A voice reader for the blind could just as easily notice the quotation punctuation and do something special with it. Alternatively, you could leave the punctuation in place in the text where it belongs, and tag all quotes with an included "who" attribute, and generate a different voice for each. None of that requires denying the capability to preserve quotation punctuation to the user of OSIS.

>So, it seems to me we definitely need to have markup in there for 
>quotes -- the question then is whether OSIS quote markup provides 
>sufficient information to drive a formatter, and if not, what to do 
>about it.

I agree that OSIS should have markup for quotes. I STRONGLY disagree that the quote markup should REPLACE quotes.
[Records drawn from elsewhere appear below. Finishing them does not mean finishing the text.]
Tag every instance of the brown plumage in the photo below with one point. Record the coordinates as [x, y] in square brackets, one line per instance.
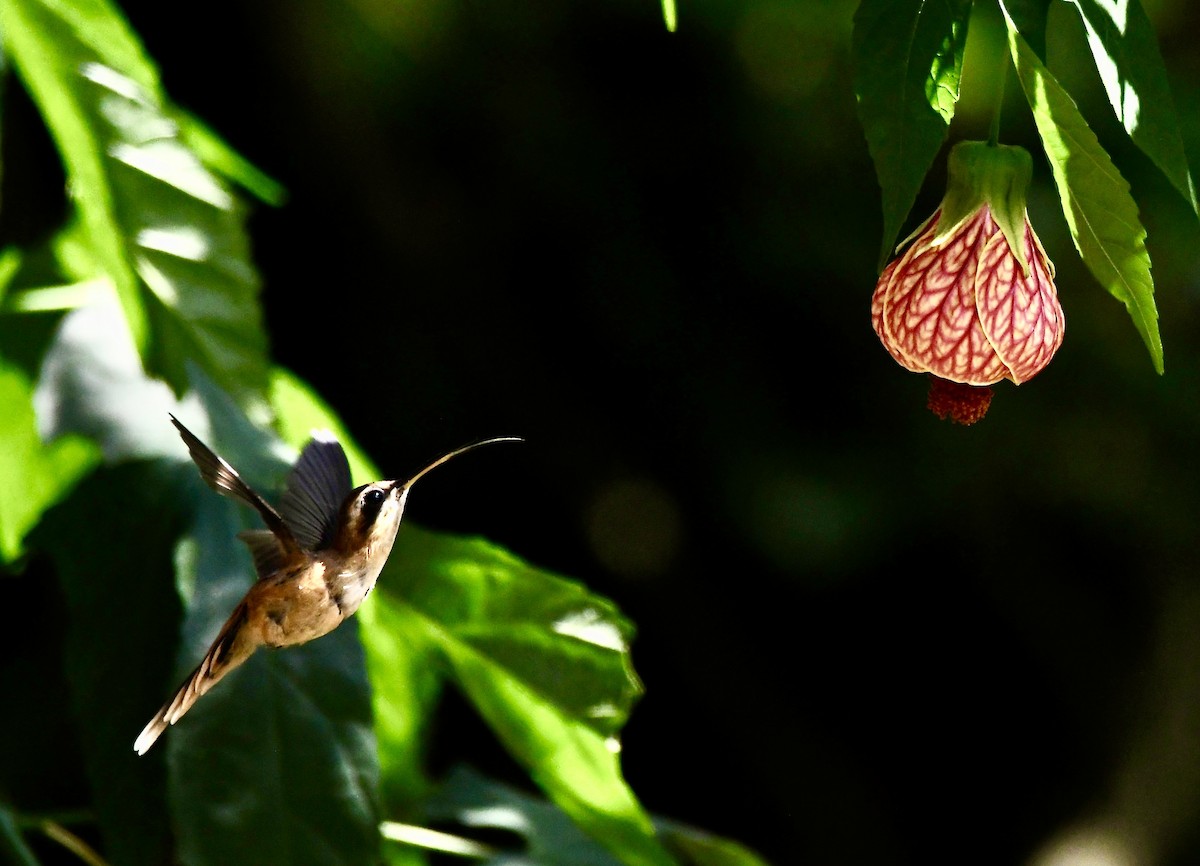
[319, 555]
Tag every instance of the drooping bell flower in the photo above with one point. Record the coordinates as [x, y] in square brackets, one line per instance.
[972, 301]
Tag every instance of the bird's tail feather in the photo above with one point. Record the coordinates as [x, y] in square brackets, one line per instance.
[231, 649]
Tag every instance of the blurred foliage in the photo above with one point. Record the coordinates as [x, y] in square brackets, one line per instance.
[865, 637]
[281, 764]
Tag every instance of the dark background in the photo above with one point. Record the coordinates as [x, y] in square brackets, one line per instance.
[867, 636]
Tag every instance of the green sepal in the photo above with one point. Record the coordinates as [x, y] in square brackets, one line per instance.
[996, 175]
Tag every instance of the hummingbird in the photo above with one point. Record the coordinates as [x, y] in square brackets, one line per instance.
[319, 555]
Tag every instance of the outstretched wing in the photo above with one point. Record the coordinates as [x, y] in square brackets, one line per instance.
[316, 488]
[223, 479]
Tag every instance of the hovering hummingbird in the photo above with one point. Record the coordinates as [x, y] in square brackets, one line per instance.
[319, 555]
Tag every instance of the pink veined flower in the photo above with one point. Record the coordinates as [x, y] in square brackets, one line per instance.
[972, 301]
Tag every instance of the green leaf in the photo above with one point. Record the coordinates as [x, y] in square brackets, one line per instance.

If a Bible translation publisher wants to have quotes always generated automatically, let him. However, if a Bible translator wants the quotation punctuation treated as a part of the text, why force him not to use OSIS? Do you want OSIS to be accepted and used or not?

>>The other problem with controlling quotation punctuation with OSIS 
>>and always using markup (i. e. q or speech elements) is that there 
>>are not just start and end locations. There are also open quote 
>>reminder locations. This gets confusing. Can I specify that a 
>>quotation starts at a given location with one character, continues 
>>at a paragraph boundary with a different character, then ends with 
>>still another character? Would it be OK to use a duplicated sID in a 
>>q milestone element to indicate that this is a part of the same 
>>quotation, but more punctuation is needed here?
>Absolutely agreed. We discussed this at length (Patrick, can we add a 
>section with some examples for this in the doc, if we haven't yet?). 
>Typically, the placement of quotation reminders is determined by some 
>fairly simple rule, that may differ by language, writing system, 
>culture, and genre (and probably other factors too). Your example of 
>a paragraph boundary is a very common case. In such a case, the 
>stylesheet rule for paragraph simply checks whether a quotation is 
>open, and if so, issues the appropriate punctuation.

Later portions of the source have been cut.